Sites Section 6: Human Health and Well-being operates on a definition of healthful landscape design that is in line with the range of impacts described above. The section calls for tangible measurements in support of a site’s ability to promote community health. Guidelines such as “Provide optimum site accessibility, safety, and wayfinding” (Credit 6.2) and “Support physical activity” (Credit 6.5) serve as prompts for including health mitigating improvements into the site design. Metrics which demonstrate a design’s achievement of targeted guidelines can be curated from a solid foundation of resources that have already been assembled and in many cases peer-reviewed. Resources highlighted in the presentation include the Landscape Architecture Foundation’s Landscape Performance Series and research published by the NRPA, American Planning Association (APA), Urban Land Institute (ULI), and parks leaders such as the National Park Service (NPS).
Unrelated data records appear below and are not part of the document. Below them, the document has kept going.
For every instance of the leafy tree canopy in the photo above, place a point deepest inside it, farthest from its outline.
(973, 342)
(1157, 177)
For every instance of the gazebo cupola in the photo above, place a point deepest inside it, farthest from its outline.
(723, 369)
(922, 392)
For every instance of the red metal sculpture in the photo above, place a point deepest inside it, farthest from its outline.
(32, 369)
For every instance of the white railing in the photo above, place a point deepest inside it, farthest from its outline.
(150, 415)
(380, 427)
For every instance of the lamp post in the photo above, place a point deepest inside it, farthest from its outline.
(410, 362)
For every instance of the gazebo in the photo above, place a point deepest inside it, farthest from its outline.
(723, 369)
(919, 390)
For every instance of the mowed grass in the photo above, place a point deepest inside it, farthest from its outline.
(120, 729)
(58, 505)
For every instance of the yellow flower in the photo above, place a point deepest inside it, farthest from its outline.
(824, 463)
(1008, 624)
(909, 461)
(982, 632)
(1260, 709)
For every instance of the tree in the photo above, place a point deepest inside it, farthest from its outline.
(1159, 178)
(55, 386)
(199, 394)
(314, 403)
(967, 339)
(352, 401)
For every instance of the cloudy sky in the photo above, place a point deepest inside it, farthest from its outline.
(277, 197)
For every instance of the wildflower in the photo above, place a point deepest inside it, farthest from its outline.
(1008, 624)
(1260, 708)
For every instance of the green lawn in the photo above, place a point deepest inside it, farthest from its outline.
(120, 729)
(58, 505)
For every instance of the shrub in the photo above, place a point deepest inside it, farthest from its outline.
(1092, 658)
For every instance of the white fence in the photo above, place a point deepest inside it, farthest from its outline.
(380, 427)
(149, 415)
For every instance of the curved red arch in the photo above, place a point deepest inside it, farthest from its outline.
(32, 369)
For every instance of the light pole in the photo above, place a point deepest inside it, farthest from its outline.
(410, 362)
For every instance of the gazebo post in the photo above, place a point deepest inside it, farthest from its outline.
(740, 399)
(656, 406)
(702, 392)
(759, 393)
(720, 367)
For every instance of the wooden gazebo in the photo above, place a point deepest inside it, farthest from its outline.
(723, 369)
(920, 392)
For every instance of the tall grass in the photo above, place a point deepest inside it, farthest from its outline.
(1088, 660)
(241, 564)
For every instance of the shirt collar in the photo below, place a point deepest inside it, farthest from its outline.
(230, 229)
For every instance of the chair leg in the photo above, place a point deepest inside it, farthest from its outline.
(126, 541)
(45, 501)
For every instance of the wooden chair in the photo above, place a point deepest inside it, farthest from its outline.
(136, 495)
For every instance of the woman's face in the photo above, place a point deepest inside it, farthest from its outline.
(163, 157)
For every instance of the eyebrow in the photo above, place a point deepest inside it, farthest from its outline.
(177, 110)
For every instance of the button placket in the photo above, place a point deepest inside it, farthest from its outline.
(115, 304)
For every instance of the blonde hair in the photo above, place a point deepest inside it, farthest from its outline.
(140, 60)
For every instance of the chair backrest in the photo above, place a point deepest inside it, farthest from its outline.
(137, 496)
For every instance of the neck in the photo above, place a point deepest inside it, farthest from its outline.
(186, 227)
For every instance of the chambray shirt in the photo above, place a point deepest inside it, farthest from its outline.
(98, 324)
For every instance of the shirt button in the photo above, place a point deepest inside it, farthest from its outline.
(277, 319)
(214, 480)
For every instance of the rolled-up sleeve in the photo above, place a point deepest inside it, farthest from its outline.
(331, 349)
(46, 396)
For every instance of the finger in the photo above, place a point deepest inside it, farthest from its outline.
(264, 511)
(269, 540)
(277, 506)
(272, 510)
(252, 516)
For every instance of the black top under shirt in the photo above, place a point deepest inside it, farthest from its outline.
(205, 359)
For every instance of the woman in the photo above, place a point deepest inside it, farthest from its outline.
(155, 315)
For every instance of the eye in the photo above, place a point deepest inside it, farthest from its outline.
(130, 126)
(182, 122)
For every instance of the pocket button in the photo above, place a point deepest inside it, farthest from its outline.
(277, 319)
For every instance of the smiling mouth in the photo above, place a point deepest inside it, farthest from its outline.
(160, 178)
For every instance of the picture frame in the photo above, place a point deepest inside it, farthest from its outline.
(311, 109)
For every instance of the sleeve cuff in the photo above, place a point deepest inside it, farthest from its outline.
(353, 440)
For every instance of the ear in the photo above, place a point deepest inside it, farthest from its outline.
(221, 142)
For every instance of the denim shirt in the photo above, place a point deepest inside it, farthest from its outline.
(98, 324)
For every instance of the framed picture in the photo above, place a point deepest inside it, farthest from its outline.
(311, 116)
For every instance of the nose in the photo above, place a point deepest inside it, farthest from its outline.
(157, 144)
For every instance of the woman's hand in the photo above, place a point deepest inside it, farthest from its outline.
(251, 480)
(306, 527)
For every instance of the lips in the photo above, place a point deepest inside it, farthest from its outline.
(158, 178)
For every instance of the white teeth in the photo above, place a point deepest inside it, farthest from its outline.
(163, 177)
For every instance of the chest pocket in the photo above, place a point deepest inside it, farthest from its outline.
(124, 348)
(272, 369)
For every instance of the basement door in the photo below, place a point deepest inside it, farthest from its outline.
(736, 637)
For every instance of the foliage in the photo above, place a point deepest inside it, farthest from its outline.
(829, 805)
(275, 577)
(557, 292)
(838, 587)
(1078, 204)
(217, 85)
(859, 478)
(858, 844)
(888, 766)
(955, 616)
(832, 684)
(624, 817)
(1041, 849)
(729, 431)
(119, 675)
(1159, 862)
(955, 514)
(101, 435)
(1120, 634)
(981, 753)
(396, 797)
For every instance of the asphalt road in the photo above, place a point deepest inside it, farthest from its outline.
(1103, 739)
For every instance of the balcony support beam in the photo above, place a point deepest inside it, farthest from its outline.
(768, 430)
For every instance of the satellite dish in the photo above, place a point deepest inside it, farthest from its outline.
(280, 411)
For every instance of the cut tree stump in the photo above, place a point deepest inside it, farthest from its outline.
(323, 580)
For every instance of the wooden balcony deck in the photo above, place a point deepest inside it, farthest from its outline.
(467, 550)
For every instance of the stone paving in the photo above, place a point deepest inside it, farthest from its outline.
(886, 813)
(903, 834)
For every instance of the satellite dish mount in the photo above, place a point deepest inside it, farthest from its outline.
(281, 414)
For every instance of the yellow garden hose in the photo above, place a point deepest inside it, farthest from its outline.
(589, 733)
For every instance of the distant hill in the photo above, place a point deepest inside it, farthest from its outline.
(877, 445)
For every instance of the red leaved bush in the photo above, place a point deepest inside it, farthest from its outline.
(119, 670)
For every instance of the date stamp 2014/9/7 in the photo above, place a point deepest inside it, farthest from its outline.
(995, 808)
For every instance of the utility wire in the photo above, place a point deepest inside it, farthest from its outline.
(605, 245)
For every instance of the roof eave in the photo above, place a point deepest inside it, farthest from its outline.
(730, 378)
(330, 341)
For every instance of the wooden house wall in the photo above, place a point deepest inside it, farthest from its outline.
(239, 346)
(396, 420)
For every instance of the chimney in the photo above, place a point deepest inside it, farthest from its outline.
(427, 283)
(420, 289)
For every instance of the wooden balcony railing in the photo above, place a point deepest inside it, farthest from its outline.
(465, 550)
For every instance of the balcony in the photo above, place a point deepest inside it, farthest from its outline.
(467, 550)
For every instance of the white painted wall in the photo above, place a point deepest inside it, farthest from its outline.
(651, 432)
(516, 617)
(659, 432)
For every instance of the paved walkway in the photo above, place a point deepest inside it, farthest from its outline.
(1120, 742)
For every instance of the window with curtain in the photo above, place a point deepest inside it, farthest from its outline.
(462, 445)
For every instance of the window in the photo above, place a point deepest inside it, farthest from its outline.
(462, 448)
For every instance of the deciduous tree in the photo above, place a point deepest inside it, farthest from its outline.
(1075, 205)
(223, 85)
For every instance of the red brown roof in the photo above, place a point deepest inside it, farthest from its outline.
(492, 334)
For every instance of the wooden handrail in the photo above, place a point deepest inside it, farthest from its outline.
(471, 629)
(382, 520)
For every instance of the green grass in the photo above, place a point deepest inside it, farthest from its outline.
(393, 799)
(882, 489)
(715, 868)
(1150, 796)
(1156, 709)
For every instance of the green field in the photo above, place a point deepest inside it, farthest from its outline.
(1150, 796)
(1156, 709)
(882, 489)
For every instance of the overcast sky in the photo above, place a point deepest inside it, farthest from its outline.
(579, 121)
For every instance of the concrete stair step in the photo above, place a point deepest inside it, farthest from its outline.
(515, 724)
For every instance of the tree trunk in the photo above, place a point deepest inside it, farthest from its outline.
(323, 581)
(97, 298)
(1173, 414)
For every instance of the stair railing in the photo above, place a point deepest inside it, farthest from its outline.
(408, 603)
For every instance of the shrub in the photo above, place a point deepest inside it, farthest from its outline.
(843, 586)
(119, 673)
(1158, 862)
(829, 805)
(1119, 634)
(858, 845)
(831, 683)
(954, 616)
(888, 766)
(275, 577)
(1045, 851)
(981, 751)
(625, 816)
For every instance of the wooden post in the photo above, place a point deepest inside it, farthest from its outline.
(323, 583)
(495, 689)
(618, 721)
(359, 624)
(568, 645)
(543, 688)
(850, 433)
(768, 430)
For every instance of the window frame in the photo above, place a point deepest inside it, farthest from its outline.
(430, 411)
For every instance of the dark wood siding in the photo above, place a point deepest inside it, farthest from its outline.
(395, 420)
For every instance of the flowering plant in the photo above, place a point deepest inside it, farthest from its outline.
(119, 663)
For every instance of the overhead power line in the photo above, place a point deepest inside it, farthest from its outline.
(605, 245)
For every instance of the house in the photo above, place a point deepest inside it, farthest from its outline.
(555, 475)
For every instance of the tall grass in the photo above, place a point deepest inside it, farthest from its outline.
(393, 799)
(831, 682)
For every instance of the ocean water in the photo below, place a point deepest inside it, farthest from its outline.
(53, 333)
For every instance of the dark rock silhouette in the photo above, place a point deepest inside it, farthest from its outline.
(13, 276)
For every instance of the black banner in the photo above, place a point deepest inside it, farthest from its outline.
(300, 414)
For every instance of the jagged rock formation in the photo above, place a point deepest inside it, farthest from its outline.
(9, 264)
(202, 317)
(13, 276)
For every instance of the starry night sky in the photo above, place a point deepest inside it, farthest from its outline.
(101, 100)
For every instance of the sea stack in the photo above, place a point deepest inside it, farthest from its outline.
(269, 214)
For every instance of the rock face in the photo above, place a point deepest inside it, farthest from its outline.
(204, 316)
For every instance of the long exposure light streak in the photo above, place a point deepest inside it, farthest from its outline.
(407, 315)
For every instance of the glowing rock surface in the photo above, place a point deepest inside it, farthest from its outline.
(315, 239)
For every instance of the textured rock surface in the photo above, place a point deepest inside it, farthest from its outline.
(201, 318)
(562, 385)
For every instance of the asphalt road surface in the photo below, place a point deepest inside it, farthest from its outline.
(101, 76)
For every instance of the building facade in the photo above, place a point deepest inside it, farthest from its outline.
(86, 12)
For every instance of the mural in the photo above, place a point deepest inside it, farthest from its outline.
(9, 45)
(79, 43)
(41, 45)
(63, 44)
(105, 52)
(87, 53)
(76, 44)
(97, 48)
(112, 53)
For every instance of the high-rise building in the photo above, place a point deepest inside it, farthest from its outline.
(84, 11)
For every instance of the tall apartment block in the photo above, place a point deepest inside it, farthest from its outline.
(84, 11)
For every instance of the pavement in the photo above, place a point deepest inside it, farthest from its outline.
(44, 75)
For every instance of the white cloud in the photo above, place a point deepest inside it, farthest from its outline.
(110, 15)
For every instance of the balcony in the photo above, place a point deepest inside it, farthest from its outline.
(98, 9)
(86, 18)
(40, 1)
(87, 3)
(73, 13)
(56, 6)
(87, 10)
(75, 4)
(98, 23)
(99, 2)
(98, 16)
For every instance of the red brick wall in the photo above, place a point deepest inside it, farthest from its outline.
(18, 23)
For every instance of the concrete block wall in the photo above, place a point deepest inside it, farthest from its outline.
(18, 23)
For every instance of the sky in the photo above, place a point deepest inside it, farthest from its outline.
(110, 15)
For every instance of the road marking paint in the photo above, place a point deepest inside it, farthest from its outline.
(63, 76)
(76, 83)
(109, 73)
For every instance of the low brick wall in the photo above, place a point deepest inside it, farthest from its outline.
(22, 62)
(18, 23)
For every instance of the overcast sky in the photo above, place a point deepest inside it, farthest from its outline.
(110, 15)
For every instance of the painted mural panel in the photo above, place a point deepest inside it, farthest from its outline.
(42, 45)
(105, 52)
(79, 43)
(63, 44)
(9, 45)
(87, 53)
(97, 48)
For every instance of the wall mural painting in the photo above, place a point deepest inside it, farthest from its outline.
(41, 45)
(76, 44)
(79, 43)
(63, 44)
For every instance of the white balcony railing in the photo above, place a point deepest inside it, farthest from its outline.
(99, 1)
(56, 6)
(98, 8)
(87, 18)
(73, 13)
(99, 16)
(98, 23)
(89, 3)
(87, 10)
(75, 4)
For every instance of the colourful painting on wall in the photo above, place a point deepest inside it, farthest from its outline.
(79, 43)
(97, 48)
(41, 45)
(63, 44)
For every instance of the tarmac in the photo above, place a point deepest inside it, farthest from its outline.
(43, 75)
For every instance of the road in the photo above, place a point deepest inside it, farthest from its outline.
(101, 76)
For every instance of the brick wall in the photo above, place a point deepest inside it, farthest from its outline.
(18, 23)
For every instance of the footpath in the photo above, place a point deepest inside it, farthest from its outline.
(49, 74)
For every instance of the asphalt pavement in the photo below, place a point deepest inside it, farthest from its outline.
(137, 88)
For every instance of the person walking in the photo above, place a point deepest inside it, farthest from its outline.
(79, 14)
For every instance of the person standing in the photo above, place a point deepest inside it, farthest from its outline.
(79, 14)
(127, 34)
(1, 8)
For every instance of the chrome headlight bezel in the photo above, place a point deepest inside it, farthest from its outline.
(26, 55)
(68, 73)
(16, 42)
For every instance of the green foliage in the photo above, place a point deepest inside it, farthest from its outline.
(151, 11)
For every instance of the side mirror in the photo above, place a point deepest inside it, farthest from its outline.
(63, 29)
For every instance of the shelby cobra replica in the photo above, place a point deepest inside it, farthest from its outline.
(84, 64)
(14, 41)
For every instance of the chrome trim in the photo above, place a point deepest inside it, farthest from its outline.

The practice of assessing a proposed landscape against SITES guidelines is one that can add value to open space design and planning at multiple phases within the design process, regardless of whether or not the project will seek SITES certification. When we use SITES as a framework for drawing information, studies, data, and best practices into the planning and design process we are challenging ourselves to critically evaluate the potential performance of a site. Because of the structure of the rating system which includes 8 distinct sections (ranging from Site Design: Water to Education and Performance Monitoring) we are challenging ourselves to examine the site as it will ultimately function, as one integrated living design.